Well, ASDSee Pro is finally taking shape. It now has a respectable selection of image adjustment tools, conveniently arrayed in a left-hand side column/pane, in the Process mode. There are two other modes available: The Manage mode has a file browser column/pane on the left of a thumbnail image grid display, and an Organize/Properties column/pane on the right; and the View mode displays the selected image with a film strip thumbnail pane below. These modes imitate two of the modules from Adobe Photoshop Lightroom, splitting the functions of Lightroom's Library module into two separate modes - no doubt to avoid copywriter infringement issues.
Be warned, though, that ACDSee does not handle RAW images well, bogging down with every operation you try to apply. In fact, it cannot handle RAW XMP data at all. So, if you take pictures in RAW, ACDSee Pro is not for you. If you shoot JPEGs or TIFFs it will handle those respectably.
ACDSee Pro has limited metadata editing capabilities, keeping track via a database rather than the image side-car (XMP) file that Lightroom and other RAW image processing apps use. As a result, as with Photoshop, editing is not lossless and you need to save a processed file as a copy if you don't want to overwrite the original when you save the file.

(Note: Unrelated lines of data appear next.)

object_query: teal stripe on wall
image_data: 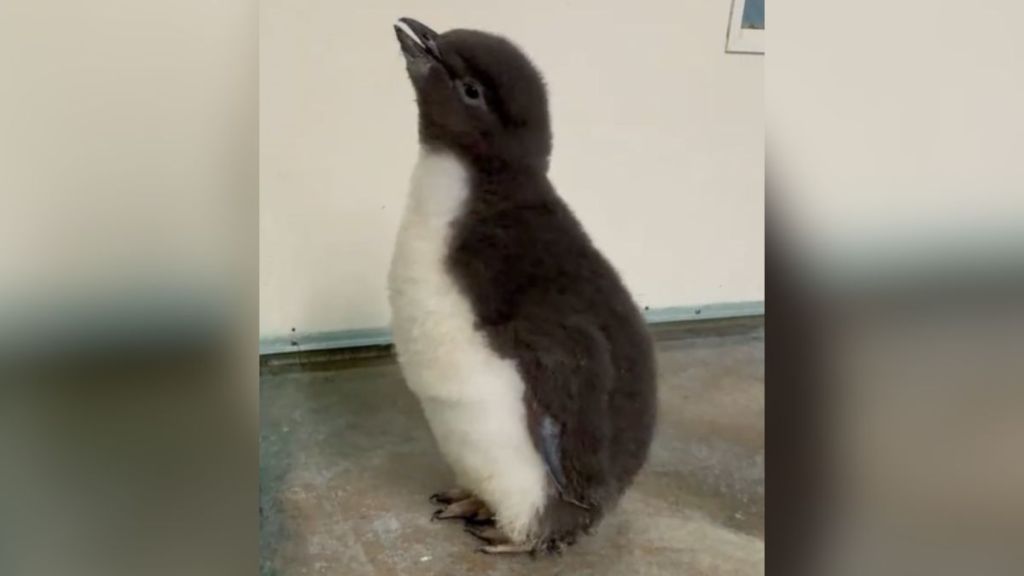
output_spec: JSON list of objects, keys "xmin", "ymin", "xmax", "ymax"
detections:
[{"xmin": 259, "ymin": 300, "xmax": 765, "ymax": 356}]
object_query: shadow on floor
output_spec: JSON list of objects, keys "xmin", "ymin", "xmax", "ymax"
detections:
[{"xmin": 260, "ymin": 319, "xmax": 764, "ymax": 576}]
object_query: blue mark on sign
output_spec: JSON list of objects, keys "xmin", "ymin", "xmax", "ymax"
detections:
[{"xmin": 740, "ymin": 0, "xmax": 765, "ymax": 30}]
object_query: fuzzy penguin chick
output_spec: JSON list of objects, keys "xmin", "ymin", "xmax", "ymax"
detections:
[{"xmin": 389, "ymin": 18, "xmax": 656, "ymax": 552}]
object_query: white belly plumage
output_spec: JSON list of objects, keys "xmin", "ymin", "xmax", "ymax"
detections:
[{"xmin": 388, "ymin": 150, "xmax": 547, "ymax": 540}]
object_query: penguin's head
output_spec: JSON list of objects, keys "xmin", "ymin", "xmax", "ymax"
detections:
[{"xmin": 394, "ymin": 18, "xmax": 551, "ymax": 170}]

ACDSee does not compete directly with Graphic Converter, which has a different tool set entirely, more like Photoshop lite. Nor will it compete with Aperture or Lightroom since it cannot (at the moment at least) handle RAW files, even though it imitates their editing capabilities to some extent.
Unless RAW image handling capability is added, it's hard to see what niche ADCSee Pro intends to fill. Even iPhoto can handle RAW files - and it comes free with every new Mac. Of course ACDSee has the advantage, in my opinion, of not using a proprietary image catalogue, so that your files may be easily accessed with other applications. Like Graphic Converter and Adobe Bridge, it basically uses the Finder's file system to manage your photos.
Given that OS X has native support for the RAW format, it should not be too difficult to have ADCSee piggyback on that ability. Given the importance of the RAW image format to professional and serious amateur photographers, ACDSee will not deserve the Pro label until it can handle RAW. As it stands, it can be said that it has serious potential; it remains to be seen if that potential will be realized. And then, once it's out of beta, price will determine how widely it is adopted. Under $100, with support for RAW images, ACDSee will be an attractive option. It it costs much more than that, Adobe Lightroom or Apple Aperture will be the better choice.
ACDSee Pro can fill a useful place in the market in that it can edit images in the manner of Aperture, Lightroom and iPhoto but utilizes a Finder-like file management model like Graphic Converter and Bridge. As far as I know, no affordable program fills that niche, accept, perhaps, Photoshop Elements. Though Elements can handle RAW photos using the Adobe RAW plug-in, just as Photoshop does, workflow with the plug-in architecture is not as fluid as in Lightroom and Aperture. So ACDSee can be a unique and useful application - once it develops RAW file support.